Carlo Michelstaedter nasce a Gorizia il 3 Giugno 1887 in una famiglia italiana ed ebrea appartenente alla media borghesia, dal vivo senso patriottico e dalla spiccata sensibilità intellettuale e spirituale.
Ad essa egli sarà sempre intimamente e drammaticamente legato.
Artefice delle proprie scelte culturali, dopo aver studiato nel ginnasio di Gorizia ed essersi iscritto alla facoltà di matematica di Vienna, ottenuto dal padre il permesso di trascorrere alcuni mesi a Firenze, «dove era attratto dai suoi sentimenti di italianità e dalla sua passione per l’arte e per la pittura in ispecie», finì per iscriversi alla locale facoltà di lettere dell’Istituto di Studi Superiori.
Non si laureò mai.
Morì suicida il 17 Ottobre 1910, dopo aver terminato la stesura della sua tesi di laurea intitolata «La persuasione e la rettorica».

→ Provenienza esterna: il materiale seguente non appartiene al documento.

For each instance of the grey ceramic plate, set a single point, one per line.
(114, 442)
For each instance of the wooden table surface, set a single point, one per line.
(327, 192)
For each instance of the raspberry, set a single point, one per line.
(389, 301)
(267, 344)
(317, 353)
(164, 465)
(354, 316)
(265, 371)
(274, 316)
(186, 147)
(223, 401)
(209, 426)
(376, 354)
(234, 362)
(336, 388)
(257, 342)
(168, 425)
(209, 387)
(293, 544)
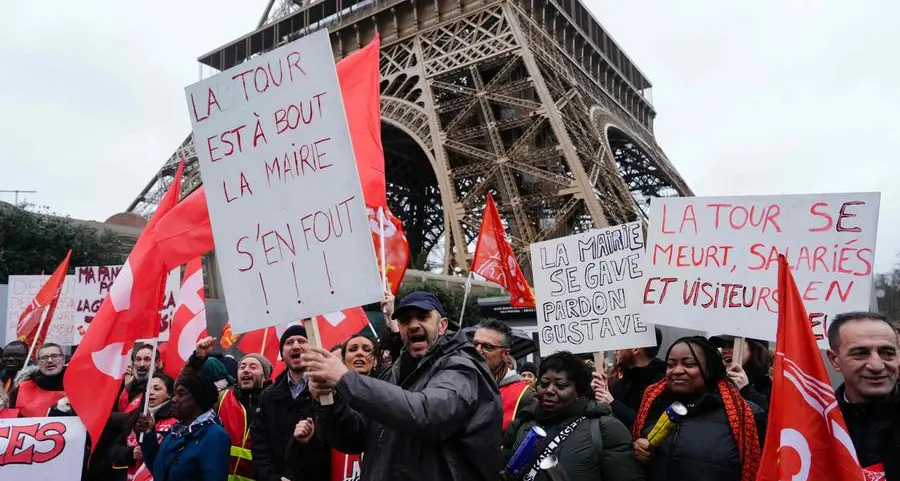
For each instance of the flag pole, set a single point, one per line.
(37, 335)
(462, 311)
(150, 374)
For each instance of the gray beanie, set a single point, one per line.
(267, 366)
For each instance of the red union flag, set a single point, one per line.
(494, 259)
(44, 302)
(189, 324)
(807, 438)
(129, 312)
(396, 246)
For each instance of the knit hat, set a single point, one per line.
(266, 365)
(215, 370)
(293, 330)
(528, 367)
(202, 389)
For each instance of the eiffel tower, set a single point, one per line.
(530, 100)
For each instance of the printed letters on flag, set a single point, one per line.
(807, 437)
(495, 261)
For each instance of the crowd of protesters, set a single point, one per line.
(424, 401)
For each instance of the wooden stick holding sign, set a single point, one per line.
(315, 340)
(737, 351)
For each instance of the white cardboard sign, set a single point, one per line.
(49, 449)
(712, 262)
(284, 196)
(79, 301)
(587, 288)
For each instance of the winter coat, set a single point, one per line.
(98, 467)
(200, 453)
(599, 448)
(50, 387)
(703, 447)
(875, 431)
(437, 418)
(628, 391)
(272, 433)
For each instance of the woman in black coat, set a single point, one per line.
(721, 435)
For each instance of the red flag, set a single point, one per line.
(494, 259)
(186, 232)
(44, 302)
(396, 246)
(806, 436)
(129, 312)
(189, 324)
(360, 80)
(337, 327)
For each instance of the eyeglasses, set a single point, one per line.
(486, 346)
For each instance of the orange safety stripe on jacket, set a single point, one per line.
(234, 419)
(511, 394)
(34, 402)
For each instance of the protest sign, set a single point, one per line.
(287, 212)
(79, 301)
(48, 449)
(588, 291)
(712, 261)
(21, 292)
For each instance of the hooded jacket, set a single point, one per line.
(50, 388)
(437, 418)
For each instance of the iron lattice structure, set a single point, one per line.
(530, 100)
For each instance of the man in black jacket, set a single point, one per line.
(639, 368)
(281, 406)
(864, 349)
(435, 415)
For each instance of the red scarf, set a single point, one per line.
(740, 419)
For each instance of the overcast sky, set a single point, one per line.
(762, 97)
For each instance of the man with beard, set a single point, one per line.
(238, 405)
(282, 406)
(11, 362)
(638, 369)
(132, 394)
(493, 340)
(40, 388)
(435, 415)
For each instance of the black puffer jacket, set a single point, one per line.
(875, 431)
(440, 422)
(580, 456)
(702, 448)
(273, 429)
(628, 391)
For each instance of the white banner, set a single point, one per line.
(588, 291)
(712, 262)
(284, 196)
(45, 449)
(79, 301)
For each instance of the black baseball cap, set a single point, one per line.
(422, 300)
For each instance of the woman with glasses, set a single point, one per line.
(40, 388)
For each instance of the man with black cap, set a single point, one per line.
(281, 407)
(434, 415)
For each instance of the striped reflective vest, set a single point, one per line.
(234, 419)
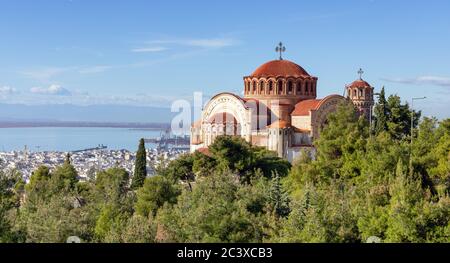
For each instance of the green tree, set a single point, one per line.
(380, 113)
(212, 212)
(341, 143)
(399, 118)
(9, 204)
(278, 197)
(140, 166)
(156, 191)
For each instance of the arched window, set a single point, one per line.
(299, 88)
(289, 87)
(280, 87)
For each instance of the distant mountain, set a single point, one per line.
(93, 113)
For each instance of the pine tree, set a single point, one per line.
(140, 168)
(380, 113)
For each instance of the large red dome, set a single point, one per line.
(277, 68)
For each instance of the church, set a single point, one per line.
(279, 110)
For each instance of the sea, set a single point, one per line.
(72, 139)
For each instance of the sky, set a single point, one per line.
(150, 53)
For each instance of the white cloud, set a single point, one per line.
(161, 44)
(45, 74)
(52, 90)
(422, 80)
(148, 49)
(211, 43)
(6, 90)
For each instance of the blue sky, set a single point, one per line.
(134, 52)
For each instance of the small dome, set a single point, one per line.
(359, 84)
(277, 68)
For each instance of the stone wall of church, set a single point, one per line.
(302, 122)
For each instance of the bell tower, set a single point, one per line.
(361, 94)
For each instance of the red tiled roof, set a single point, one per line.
(301, 130)
(205, 151)
(276, 68)
(197, 123)
(223, 117)
(279, 124)
(303, 107)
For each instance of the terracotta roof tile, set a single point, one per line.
(276, 68)
(279, 124)
(303, 107)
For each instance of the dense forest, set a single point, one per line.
(362, 182)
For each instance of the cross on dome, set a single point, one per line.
(360, 72)
(280, 48)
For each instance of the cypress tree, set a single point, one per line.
(279, 197)
(140, 168)
(380, 113)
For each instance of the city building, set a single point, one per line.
(279, 110)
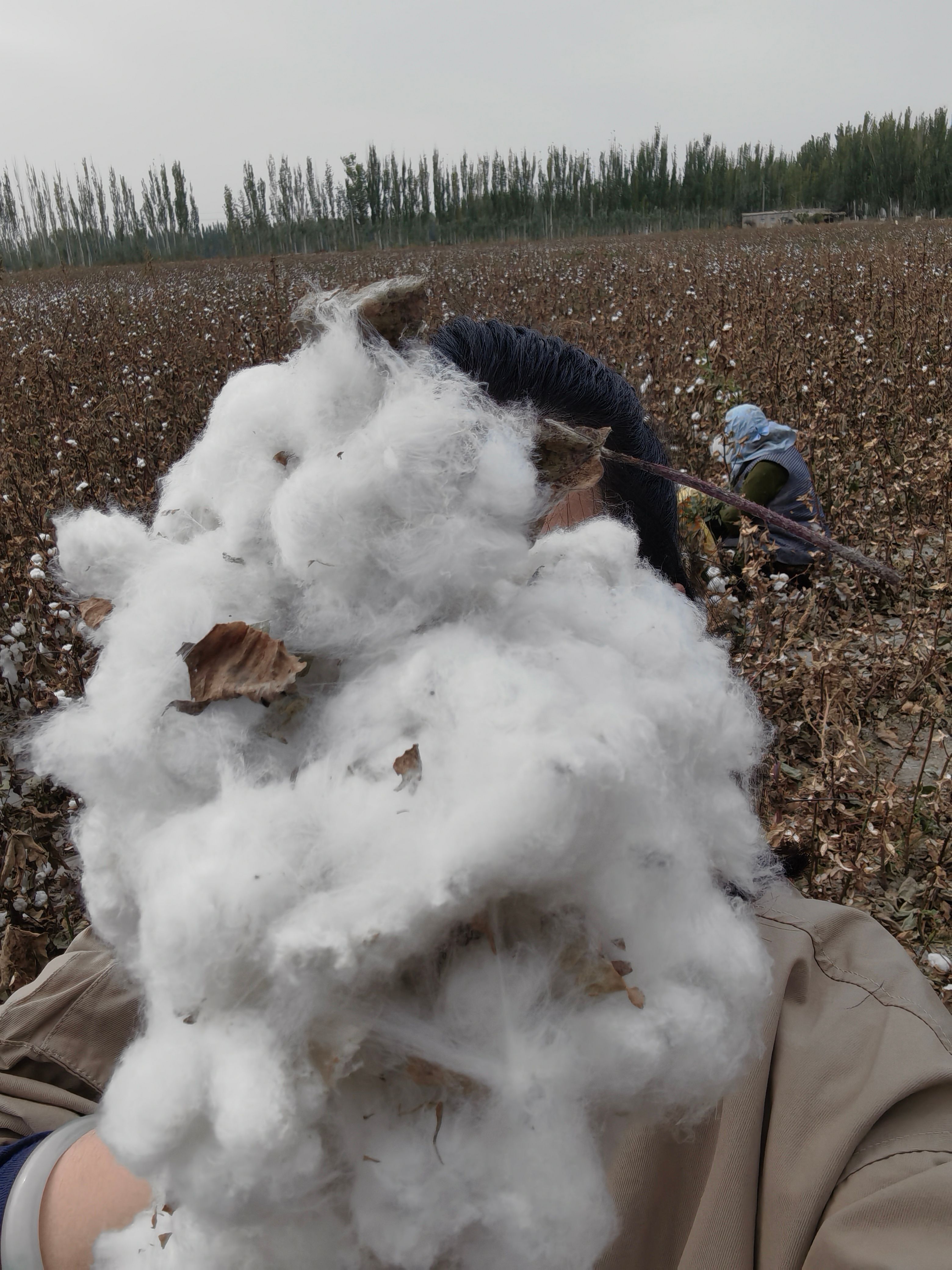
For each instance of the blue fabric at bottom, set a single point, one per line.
(12, 1160)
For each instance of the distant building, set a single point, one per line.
(795, 216)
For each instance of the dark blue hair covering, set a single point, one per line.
(516, 364)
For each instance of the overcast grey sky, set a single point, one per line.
(215, 82)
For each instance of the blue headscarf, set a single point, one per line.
(748, 434)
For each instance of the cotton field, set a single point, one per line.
(107, 376)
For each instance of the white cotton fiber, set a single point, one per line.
(338, 963)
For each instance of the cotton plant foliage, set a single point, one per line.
(395, 1014)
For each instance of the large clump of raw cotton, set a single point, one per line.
(389, 1009)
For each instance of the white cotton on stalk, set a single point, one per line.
(380, 1015)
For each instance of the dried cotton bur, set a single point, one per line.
(94, 611)
(362, 967)
(235, 660)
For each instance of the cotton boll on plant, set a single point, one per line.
(413, 934)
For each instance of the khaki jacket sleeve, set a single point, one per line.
(60, 1038)
(860, 1094)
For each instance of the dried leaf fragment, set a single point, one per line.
(238, 661)
(22, 957)
(22, 849)
(94, 611)
(430, 1075)
(192, 708)
(395, 308)
(569, 459)
(409, 767)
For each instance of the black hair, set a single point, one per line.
(516, 364)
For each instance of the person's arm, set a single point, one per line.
(762, 484)
(894, 1204)
(87, 1193)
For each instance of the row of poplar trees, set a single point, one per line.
(893, 165)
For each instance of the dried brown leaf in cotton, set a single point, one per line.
(238, 661)
(568, 458)
(409, 767)
(22, 957)
(94, 611)
(430, 1075)
(394, 308)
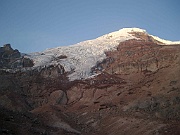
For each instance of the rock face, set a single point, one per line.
(10, 58)
(135, 90)
(58, 97)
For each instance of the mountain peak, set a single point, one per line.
(81, 57)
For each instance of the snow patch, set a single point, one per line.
(82, 56)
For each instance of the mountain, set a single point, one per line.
(123, 82)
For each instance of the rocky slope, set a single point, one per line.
(126, 82)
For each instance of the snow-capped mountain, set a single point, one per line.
(78, 59)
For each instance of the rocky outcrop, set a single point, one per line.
(135, 91)
(58, 97)
(11, 59)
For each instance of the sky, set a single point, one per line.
(35, 25)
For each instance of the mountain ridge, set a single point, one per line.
(81, 57)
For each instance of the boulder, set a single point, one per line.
(58, 97)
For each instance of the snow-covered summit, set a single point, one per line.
(81, 57)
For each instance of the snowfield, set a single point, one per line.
(82, 56)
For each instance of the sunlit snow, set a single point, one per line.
(82, 56)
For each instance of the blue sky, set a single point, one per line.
(35, 25)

Nonostante visse in un periodo ricco di movimenti artistici, letterari e filosofici (per non allontanarsi da Firenze si pensi solamente a tutta l’attività che ferveva attorno alle riviste fiorentine; in ambito italiano poi il crepuscolarismo, il futurismo, l’estetismo, l’idealismo, solo per citarne alcuni) non ne riportò alcuna influenza decisiva, ritagliandosi sempre uno spazio autonomo ed indipendente di giudizio; non mancando però di avvertire in tutta la sua profonda ambiguità il momento storico, riflettendone i fermenti politici, economici e sociali come testimonia anche il suo «Epistolario».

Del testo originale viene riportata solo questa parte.